Today is Earth Day. What should we do to celebrate?
I would suggest we do nothing. Stay at home as you have been doing for more
than a month now. Unless you have a
local prairie—as I do; then take a walk in the prairie. Or take a bike ride on the empty streets or
a local bike path. Don’t go to the
store. Maybe if it’s hot where you live,
turn the air down, or if it’s cold, turn the furnace off.
Like me you have probably been struck
by the fact that one of the unexpected and mostly unacknowledged consequences
of corona virus sequestration is the huge drop in the amount of carbon dioxide
we are sending into the atmosphere.
Marvelous! The L. A. freeways, I
have read, are virtually empty as are streets in city and town and country all
over the United States. Many factories
have stopped production altogether and others have cut way back.
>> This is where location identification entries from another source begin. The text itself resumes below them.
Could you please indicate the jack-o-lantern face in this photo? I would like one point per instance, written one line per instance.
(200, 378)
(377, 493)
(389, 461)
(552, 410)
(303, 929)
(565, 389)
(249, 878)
Just yesterday I heard this amazing
bit of news: oil on Monday of this week in the U. S. was being sold for a
negative 8 dollars a barrel! Apparently
storage space was maxed out so the oil companies had to get rid of the oil it
could not sell or store.
Of course this can’t last. Both workers and owners are chomping at the
bit for the country to be opened up again so that buying and selling and
consuming can get back to “normal.”
I understand that. But here’s my hope. What if our 6 or 8 or 16 weeks of living the
non-consumptive lifestyle has taught us that we don’t have to drive to Wal-Mart
to buy something we don’t need. We can
live in homes that are 5 or 10 degrees warmer in summer and cooler in winter.
My hope in all this is that a
slow-down of consumption and production brought about by the virus will
continue after the corona crisis is over and this will lead to a slow-down of
global warming. The deaths attributable to
the corona virus are dreadful, and the last thing I want to imply is that there’
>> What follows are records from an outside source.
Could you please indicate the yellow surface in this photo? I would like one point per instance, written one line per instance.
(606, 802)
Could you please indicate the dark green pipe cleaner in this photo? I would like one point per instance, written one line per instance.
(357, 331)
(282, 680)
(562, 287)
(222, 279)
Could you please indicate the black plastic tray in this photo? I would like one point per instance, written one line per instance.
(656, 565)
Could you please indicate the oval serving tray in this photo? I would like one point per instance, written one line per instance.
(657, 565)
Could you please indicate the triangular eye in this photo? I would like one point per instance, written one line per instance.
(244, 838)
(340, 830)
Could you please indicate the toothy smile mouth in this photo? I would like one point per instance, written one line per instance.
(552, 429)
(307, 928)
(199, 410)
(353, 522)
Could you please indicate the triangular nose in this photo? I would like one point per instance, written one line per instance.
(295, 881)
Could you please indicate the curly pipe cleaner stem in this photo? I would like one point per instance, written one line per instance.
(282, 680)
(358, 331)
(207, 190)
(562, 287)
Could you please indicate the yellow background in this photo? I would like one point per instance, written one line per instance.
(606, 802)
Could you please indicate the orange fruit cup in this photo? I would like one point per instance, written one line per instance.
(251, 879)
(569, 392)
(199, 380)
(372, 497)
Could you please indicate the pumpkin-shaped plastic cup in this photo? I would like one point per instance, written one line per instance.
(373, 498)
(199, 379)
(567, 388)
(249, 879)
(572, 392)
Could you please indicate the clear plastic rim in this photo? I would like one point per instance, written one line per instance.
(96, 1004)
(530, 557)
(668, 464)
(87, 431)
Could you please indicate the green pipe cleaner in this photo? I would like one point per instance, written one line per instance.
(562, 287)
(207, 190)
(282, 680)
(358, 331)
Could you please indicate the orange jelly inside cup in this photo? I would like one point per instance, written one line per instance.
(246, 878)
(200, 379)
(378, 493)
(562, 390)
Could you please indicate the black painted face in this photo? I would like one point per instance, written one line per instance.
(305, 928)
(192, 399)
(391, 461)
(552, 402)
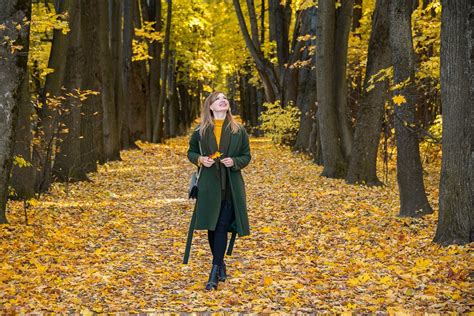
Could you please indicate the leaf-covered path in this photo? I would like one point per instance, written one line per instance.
(316, 244)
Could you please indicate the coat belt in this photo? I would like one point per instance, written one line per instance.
(190, 238)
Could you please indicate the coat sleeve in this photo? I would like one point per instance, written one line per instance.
(244, 158)
(193, 150)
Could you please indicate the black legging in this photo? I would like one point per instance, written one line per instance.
(218, 238)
something good about the virus, unless it can teach us a lesson about scaling
back our energy consumption. Because, as
I read the evidence accumulating from climate scientists, the devastation
brought about by an ever warming earth is beyond our imagining.
According to David Wallace-Wells in a July 10, 2017 article in New York Magazine, “The Uninhabitable
Earth”:
“The five warmest summers in Europe since 1500 have all occurred
since 2002, and soon, the IPCC warns, simply being outdoors that time of year
will be unhealthy for much of the globe. Even if we meet the Paris goals of two
degrees warming, cities like Karachi and Kolkata will become close to
uninhabitable, annually encountering deadly heat waves like those that crippled
them in 2015. At four degrees, the deadly European heat wave of 2003, which
killed as many as 2,000 people a day, will be a normal summer.”
“Malaria, for instance,
thrives in hotter regions not just because the mosquitoes that carry it do,
too, but because for every degree increase in temperature, the parasite
reproduces ten times faster. Which is one reason that the World Bank estimates
that by 2050, 5.2 billion people will be reckoning with it.”
“By 2080, without dramatic
reductions in emissions, southern Europe will be in permanent extreme drought,
much worse than the American dust bowl ever was. The same will be true in Iraq
and Syria and much of the rest of the Middle East; some of the most densely
populated parts of Australia, Africa, and South America; and the breadbasket
regions of China. None of these places, which today supply much of the world’s
food, will be reliable sources of any.”
These are pictures that
when compared to the corona virus make it seem a bit less horrendous. Especially because there is very little “coming
back” from the horrors of climate change that Wallace describes.
PS—I am posting this so
late because suddenly this afternoon the opportunity arose to use a Dordt College
tiller. So my friend Duane Bajema and I tilled
26 community gardens. Talk about EARTH
day, I can feel the earth in my socks as I sit here at the computer.